Les étudiants français sont-ils les plus fainéants d’Europe ? A vrai dire, cela ne nous surprendrait pas. Habitués dès l’école à ne pas travailler – le brevet et le bac leur étant donné avec les félicitations du jury – on ne voit pas pourquoi les jeunes se mettraient subitement à turbiner une fois dans l’enseignement supérieur.
La Cour des comptes a d’ailleurs révélé il y a quelques années, que seuls 36% des étudiants obtiennent leur licence en trois ans. En fin d’année dernière, le ministère de l’Enseignement supérieur nous apprenait que « 40,3% des étudiants entrés en première année à l’université en 2020 ont obtenu leur diplôme de licence générale ou licence professionnelle en trois ou quatre ans. » Même en leur accordant une cinquième année, le taux de réussite n’atteint pas les 50%.
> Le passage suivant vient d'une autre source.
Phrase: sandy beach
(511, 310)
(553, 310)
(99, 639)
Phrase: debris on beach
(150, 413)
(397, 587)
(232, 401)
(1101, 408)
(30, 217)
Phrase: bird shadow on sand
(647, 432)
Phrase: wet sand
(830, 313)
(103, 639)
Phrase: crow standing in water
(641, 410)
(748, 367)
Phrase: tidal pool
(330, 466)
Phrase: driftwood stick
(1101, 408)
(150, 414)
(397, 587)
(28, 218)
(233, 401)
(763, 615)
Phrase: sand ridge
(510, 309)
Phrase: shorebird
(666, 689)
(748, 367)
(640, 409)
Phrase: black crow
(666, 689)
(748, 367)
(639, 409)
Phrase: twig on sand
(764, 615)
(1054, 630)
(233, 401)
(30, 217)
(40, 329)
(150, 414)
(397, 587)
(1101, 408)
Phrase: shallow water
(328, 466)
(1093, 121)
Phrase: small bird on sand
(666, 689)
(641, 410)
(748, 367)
Les pleureuses des « syndicats » étudiants nous rétorqueront que ces piètres résultats sont dus à la précarité qui contraint les étudiants prendre un job. Il y a bien le restaurant universitaire à un euro, mais cela ne suffit pas. Si seulement tout était gratuit, tous ces jeunes réussiraient leurs examens haut la main.
Balivernes ! Les étudiants français sont moins nombreux à cumuler emploi et études (alternance, stages, jobs étudiants) que beaucoup de leurs homologues européens, notamment ceux du nord du continent.
Comme le montre une note de Rexecode, 24% des 15-24 ans travaillent en poursuivant des études en France contre 33% en Suède, 42% en Allemagne, 55% au Danemark, 72% aux Pays-Bas. Cette proportion d’un jeune sur quatre qui travaille pendant ses études en France se fait principalement via l’alternance et des stages. Seuls 5% des étudiants effectuent un job étudiant à temps partiel en parallèle de leurs études.
Selon Rexecode, cela est principalement dû au faible recours au temps partiel en France : 7% des 15-24 ans sont concernés, contre 52% au Pays-Bas, 38% au Danemark, 22% en Suède et 16 % en Allemagne. Il faut dire que ces pays n’ont pas, au contraire de la France, une réglementation fixant à 24 heures hebdomadaires la durée minimale d’un temps partiel. L’institut appelle à faire sauter ce plancher inadapté au cumul emploi-études. Cela permettrait aux étudiants de faire la preuve qu’ils ne sont pas aussi paresseux qu’on le dit.
Car si un travail trop important nuit la plupart du temps à la réussite des étudiants, plusieurs études montrent au contraire qu’un « nombre limité d’heures de travail salarié, de 10 à 20 heures par semaine, accomplies en plus du temps consacré aux études, peut favoriser la réussite de celles-ci ».
Mais il n’y a pas que le cumul emploi-études que nous pourrions copier sur les pays du nord de l’Europe : l’orientation vers des cursus professionnels permettant de trouver un travail et le développement de l’apprentissage sont également des pistes à suivre.